Я поднялся выше, провел пальцами, собирая влагу. Едва коснулся, а Славку подбросило, и первый тихий стон сорвался с закусанных губ.
— Хорошая девочка, — прохрипел, склоняясь к сосредоточению ее желания. Прикоснулся, целуя и вбирая в рот налитую вершинку, проник внутрь пальцами.
— Я-с-с-с… зашипела, заметалась, выгнулась, сдавливая ногами. Наэлектризованная.
А я пил ее, смаковал, растягивал удовольствие. Чтобы шарашило, чтобы никаких мыслей.
Отыграться за полгода мучений, насладиться.
Я дорвался. И понимал, что мне мало. Стонов ее мало, движений, жара и вкуса, обнаженной кожи и запаха цитрусового. Отклика и реакций. Я впитывал ее удовольствие, наслаждался им, дурел все больше и больше. Похоть скручивала и била в каждый нерв и клетку тела, выворачивала кости и мышцы. Ядом текла по венам. Кислотой.
Но все равно было мало. Я играл с ней, доводил, мучил.
И когда почувствовал, что она вот-вот взорвется, замедлил движения, сжал осторожно зубами сосредоточение желания, втянул в рот. Влаги на пальцах стало больше. Мне сносило голову, дергало. Было жарко, и сладко, и невозможно. Оторваться от нее, перестать, отпустить.
— Гор, — всхлипнула Воронова.
И я снова провел языком несколько раз. Медленно и длинно, припоминая тот пьяный поцелуй у полутемного бара. И Славка натянулась тут же, задрожала сильнее, почти вскрикнула. И еще раз, и снова, вторя моим движениям, отзывалась на них, реагировала так пьяняще.
— Гор, — Воронова вдруг сжала меня ногами, вскинулась, цепляясь за плечи. — Я тебя хочу, — выдохнула. Хрипло, отчаянно, почти жалобно.
— Хочешь? — спросил, подаваясь к ней, нависая, всматриваясь в совершенно шальные глаза и слизывая с губ остатки влаги. — Ты вкусная, знаешь?

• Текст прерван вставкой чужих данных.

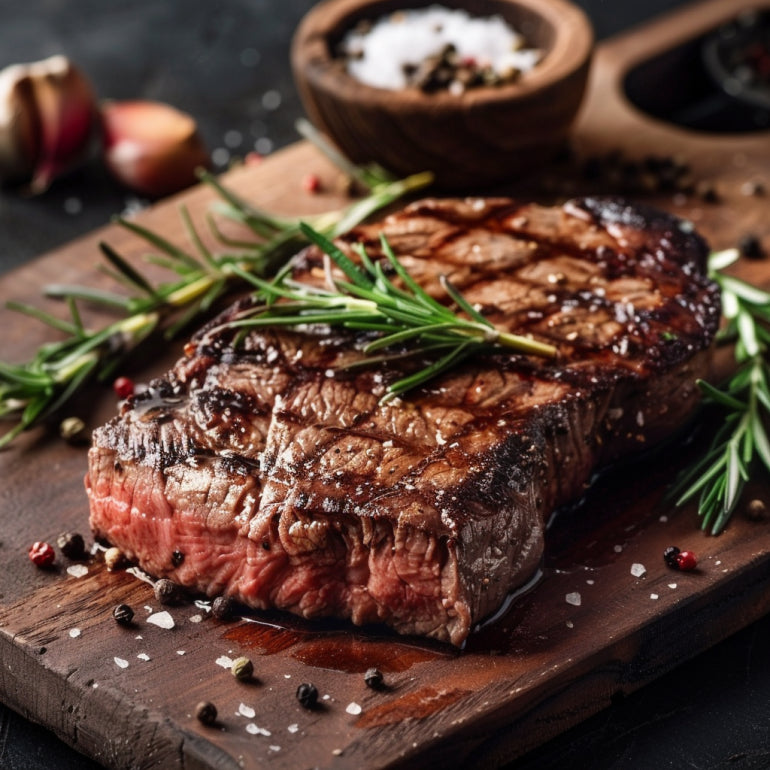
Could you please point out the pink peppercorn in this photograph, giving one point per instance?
(42, 554)
(686, 561)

Как лето, Лава.
Я потерся о нее. Раскрытую, горячую, мокрую. Улыбнулся, наблюдая, как зрачок стал еще шире. Больше. Как капелька пота скатилась вдоль виска. Так мучительно медленно, тягуче. Ее тоже хотелось слизать. И снова потерся о нее, опустил вниз пальцы. Подразнить еще немного, почти довести, чтобы словить все отголоски и оттенки Славкиного желания.
— Да иди ты в задницу, Ястреб, — выплюнула почти. И толкнула, поднимаясь, прижимаясь, заставляя упасть на спину.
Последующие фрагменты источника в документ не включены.